The Ecology Center’s role in Market Match

  • Convenes the CMMC monthly calls and annual Market Match Face-to-Face meeting in order to effectively exchange best practices, facilitate discussion, and train new and return CMMC partners.
  • On-boards new Market Match market partners through training, technical assistance, providing tools, materials, and promotions.
  • Provides centralized fundraising and grant administration.
  • Develops centralized promotional strategy, tools, and materials to promote the Market Match program statewide.
  • Encourages and facilitates regional collaboration amongst CMMC partners who run Market Match programs in adjacent geographical areas.
  • Streamlines data collection and reporting tools; Aggregates statewide data.
  • Designed and manages program evaluation in partnership with University of Southern California.
  • Operates Market Match at our three Berkeley farmers’ markets.
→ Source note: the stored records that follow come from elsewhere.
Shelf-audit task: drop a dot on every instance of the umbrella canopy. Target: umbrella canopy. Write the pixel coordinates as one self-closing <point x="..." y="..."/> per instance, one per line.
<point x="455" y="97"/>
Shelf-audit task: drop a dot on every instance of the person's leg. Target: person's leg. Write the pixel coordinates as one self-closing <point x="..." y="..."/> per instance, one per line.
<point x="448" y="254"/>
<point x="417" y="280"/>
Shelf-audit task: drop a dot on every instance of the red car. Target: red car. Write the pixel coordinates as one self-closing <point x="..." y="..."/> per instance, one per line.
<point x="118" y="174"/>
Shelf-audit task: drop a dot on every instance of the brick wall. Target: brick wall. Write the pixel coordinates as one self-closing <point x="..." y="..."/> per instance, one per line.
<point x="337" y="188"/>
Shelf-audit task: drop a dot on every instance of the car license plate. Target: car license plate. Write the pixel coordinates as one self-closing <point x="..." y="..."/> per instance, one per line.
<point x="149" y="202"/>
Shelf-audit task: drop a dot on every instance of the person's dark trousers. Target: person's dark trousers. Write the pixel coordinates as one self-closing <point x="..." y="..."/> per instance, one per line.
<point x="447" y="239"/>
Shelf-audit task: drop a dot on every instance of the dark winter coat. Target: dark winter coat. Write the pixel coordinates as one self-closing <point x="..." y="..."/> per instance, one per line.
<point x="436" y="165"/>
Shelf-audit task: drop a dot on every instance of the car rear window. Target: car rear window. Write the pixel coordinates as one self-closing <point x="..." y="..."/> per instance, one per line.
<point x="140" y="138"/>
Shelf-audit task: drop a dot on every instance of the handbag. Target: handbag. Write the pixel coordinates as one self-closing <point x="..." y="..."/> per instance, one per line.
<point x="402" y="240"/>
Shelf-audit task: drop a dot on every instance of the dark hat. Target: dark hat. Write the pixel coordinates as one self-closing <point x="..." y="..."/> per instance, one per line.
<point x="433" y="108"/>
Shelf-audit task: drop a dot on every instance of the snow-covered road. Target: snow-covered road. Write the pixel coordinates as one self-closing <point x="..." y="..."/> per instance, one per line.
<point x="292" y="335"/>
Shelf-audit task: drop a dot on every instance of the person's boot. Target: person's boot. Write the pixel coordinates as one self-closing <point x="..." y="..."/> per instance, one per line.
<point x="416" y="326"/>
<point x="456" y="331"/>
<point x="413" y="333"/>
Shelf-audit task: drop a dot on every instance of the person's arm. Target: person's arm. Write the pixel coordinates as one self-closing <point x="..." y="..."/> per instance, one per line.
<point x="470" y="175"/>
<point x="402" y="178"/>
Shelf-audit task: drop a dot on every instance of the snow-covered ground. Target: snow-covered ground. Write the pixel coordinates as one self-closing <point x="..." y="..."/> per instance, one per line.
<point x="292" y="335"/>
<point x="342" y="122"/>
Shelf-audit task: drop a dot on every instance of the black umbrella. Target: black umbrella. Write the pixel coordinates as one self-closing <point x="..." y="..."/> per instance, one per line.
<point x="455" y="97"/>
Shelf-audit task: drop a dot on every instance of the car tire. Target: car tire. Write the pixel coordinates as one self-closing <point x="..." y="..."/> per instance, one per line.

In to the future, the Ecology Center is working with the California Market Match Consortium to:

  • Bring Market Match to every region of the state in order to increase the purchase of farm-direct fruits and vegetables by low-income California consumers participating in SNAP.
  • Develop and test technological innovations that improve benefit redemption systems for use at direct-sales outlets, including farmers’ markets, farm stands, mobile markets, and Community Supported Agriculture outlets.
  • Standardize the match level, and other programmatic elements, in order to streamline and simplify evaluation and communication about the program and ultimately decrease administrative costs.
  • Evaluate overall program efficacy and specific programmatic elements, such as optimal incentive level.